Lenders Leaving Homes to Rot — And How You Can Benefit

by Simon Lindsay on Foreclosures

With the sheer number of foreclosures and REOs on the market today – 1.6 million foreclosures and an estimated 458,000 or more REOs – banks have their hands full. Your average bank in a given area probably owns more distressed properties than they can handle, and the longer they stay on the books, the more costly they become to the lending company.

With the median mortgage payment coming in at $1,295 per month (in 2005 numbers), that is a lot of money leaving the bank’s coffers every 30 days that is not being replaced. For this reason, REOs – homes that went to foreclosure auctions and did not sell, thus staying with the bank having full ownership – are typically viewed as great bargains for homebuyers and investors because of the cost associated with holding vacant homes.

Some banks, however, are not being good stewards of their properties. In fact, because there are so many on the market and so many to be taken care of – being maintained, painted, repaired, landscaped, etc. – banks often make the choice to save more money by cutting upkeep costs and simply leaving the property on the block, empty.

This seems counter-intuitive – why, after all, would a bank fail to keep up a home if it wanted to sell the property as quickly as possible? Surely a dilapidated property wouldn’t be nearly as attractive to potential buyers as a well-maintained one. That would be entirely true if there were as many buyers on the market as there were in 2005 or 2006. But banks do not see scores of buyers knocking down their doors. As a result, they assume they can reduce their monthly outlays and save money by basically pretending the property doesn’t exist – at least, until home prices begin to rise.
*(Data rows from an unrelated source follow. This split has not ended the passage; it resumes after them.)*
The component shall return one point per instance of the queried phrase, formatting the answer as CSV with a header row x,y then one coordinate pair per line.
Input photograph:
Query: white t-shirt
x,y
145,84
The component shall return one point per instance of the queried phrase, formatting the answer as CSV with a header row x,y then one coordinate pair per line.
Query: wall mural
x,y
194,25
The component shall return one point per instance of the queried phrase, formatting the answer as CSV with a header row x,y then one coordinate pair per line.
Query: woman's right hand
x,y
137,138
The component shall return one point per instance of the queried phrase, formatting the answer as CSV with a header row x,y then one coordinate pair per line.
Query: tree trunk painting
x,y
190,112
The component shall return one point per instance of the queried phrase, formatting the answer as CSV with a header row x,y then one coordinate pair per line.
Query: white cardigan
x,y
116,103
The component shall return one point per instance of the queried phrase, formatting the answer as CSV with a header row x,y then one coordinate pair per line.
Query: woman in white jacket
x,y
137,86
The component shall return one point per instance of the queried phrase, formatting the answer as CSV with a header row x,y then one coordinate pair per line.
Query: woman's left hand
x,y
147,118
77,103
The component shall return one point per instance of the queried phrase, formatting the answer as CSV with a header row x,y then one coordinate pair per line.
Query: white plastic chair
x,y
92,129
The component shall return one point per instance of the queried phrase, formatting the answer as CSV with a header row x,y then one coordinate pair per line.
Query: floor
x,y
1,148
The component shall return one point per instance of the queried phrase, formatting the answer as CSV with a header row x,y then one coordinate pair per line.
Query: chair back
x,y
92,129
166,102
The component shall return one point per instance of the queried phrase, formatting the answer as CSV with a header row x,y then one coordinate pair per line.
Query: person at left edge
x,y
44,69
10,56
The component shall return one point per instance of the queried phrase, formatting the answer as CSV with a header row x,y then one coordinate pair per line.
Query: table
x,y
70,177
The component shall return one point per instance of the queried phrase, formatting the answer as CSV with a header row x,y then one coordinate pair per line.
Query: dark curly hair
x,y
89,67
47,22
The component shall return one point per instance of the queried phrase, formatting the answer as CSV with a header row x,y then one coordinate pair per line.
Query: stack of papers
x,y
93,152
Unless this inventory of existing homes is reduced, though, home prices won’t have an incentive to rise. That is the catch.

So, how can you benefit from this current situation? Remember that the market has a glut of supply and a shortage of qualified buyers. This means that buying REOs is a great way to gain access to terrific bargains obtained from strong negotiating positions.

If you find an REO, and you want to make an offer, you have the upper hand. Forget the list price. Start from a low offer and work your way up. The odds increase even further if the property in question is one that has been visibly neglected by the bank. If you put in an offer to purchase the home, even in its present condition, you could obtain incredible discounts off of the list price because you are removing a hefty monthly loss from their books – and they don’t have to bother with maintaining the property or worrying about complaints from neighbors and communities alike.

Look at this situation as an opportunity, be aggressive, and make a move. You’ll find that with buying REOs in this market, the advantage lies with you, the buyer, not the bank.